Reviews

Mogadishu

Mogadishu, by first-time playwright Vivienne Franzmann, won the 2008 Bruntwood Prize under the aegis of the Royal Exchange, Manchester, and Matthew Dunster’s powerful production comes straight from that address to the Lyric.

In some ways, this is becoming dangerously over-familiar territory: mouthy, dead-end London school kids, dysfunctional single parent families, fraught teachers, violence and apathy, gutter language, blatant sexuality, a sense of total breakdown and topsy-turvy social agendas.

But Franzmann, who taught for 12 years in just such a London school, pushes the boundaries by writing some really superb, ambitiously extended scenes between the characters who satellite troublemaker Jason (Malachi Kirby), a black 15-year-old who pushes over a white female English teacher, Amanda (the always excellent, emotionally direct Julia Ford) in a playground rumble and turns the incident inside out in order to save his skin.

There’s one crucial fact about Jason’s life that is conveniently withheld for too long, but otherwise the stage crackles with confrontation, accusation, self-justification and threat. The setting by Tom Scutt is a circular cage-like fencing that is cut and frayed with years of neglect and decay, cleverly lit by Philip Gladwell to cover the smooth scene changes and scenic overlaps.

Jason’s dad, a security officer (Fraser James) stands by him but wants a change of attitude.

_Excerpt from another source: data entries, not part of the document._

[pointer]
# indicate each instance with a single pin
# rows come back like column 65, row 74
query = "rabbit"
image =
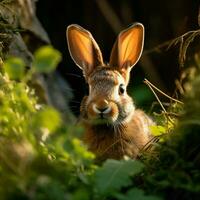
column 114, row 128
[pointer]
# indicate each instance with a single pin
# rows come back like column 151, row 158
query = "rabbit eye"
column 121, row 89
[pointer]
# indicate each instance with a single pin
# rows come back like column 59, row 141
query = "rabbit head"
column 108, row 101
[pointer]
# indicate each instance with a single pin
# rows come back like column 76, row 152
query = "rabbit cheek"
column 91, row 113
column 113, row 114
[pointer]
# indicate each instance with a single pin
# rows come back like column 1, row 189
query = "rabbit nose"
column 103, row 110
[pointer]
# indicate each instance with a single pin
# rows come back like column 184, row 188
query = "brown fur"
column 126, row 139
column 113, row 127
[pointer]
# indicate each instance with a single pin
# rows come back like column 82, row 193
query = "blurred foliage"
column 40, row 156
column 43, row 158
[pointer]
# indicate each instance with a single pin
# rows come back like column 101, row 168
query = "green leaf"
column 46, row 59
column 48, row 118
column 15, row 68
column 115, row 174
column 158, row 130
column 136, row 193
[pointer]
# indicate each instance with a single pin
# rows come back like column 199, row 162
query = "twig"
column 171, row 42
column 150, row 87
column 149, row 83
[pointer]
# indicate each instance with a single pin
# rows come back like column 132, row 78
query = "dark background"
column 163, row 21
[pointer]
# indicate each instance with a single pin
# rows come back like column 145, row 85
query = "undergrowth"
column 42, row 157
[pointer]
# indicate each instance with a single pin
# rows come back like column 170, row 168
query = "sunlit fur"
column 122, row 131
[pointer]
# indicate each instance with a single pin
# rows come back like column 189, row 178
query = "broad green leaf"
column 15, row 68
column 48, row 118
column 46, row 59
column 115, row 174
column 136, row 194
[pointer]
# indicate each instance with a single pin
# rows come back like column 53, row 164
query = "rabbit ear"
column 128, row 47
column 83, row 48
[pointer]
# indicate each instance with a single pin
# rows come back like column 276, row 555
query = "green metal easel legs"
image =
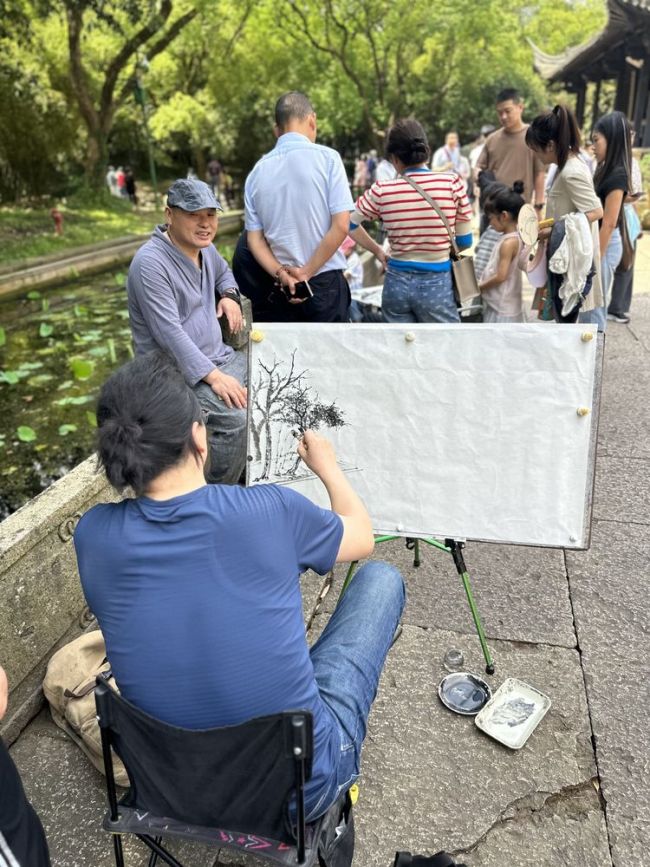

For Amanda, the affair spirals into a nightmare of ebbing support at both home – where she’s domiciled with a second husband (Christian Dixon) who happens to be black, adding another layer of difficulty in the cultural shake-out – and in the staff room, where Ian Bartholomew is a cowardly, box-ticking headmaster anxious “to be seen to be accountable” in the aftermath of the fracas.

The social services, too, want to know if she can care properly for her own daughter. That daughter, Becky, is frighteningly well played by Shannon Tarbet, an outstanding newcomer in Spur of the Moment last year at the Royal Court.

Jason’s mates are played by a group of outstanding young actors similar to those in the Bush Theatre’s educational season earlier this year. Where do they find them?

The title? Self-harming Becky taunts Amanda with the aspirations she’s supposed to have: university and a gap year building irrigation systems in Mogadishu and knowing who Judi Dench is. It’s not even a dream, it’s an illusion.

And Malachi Kirby’s broody, bullying Jason is a perfect expression of adolescent insecurity whose impact is so disastrous on other people and not least himself. It’s a sad, sad play, but a very good one, and much more than just promising.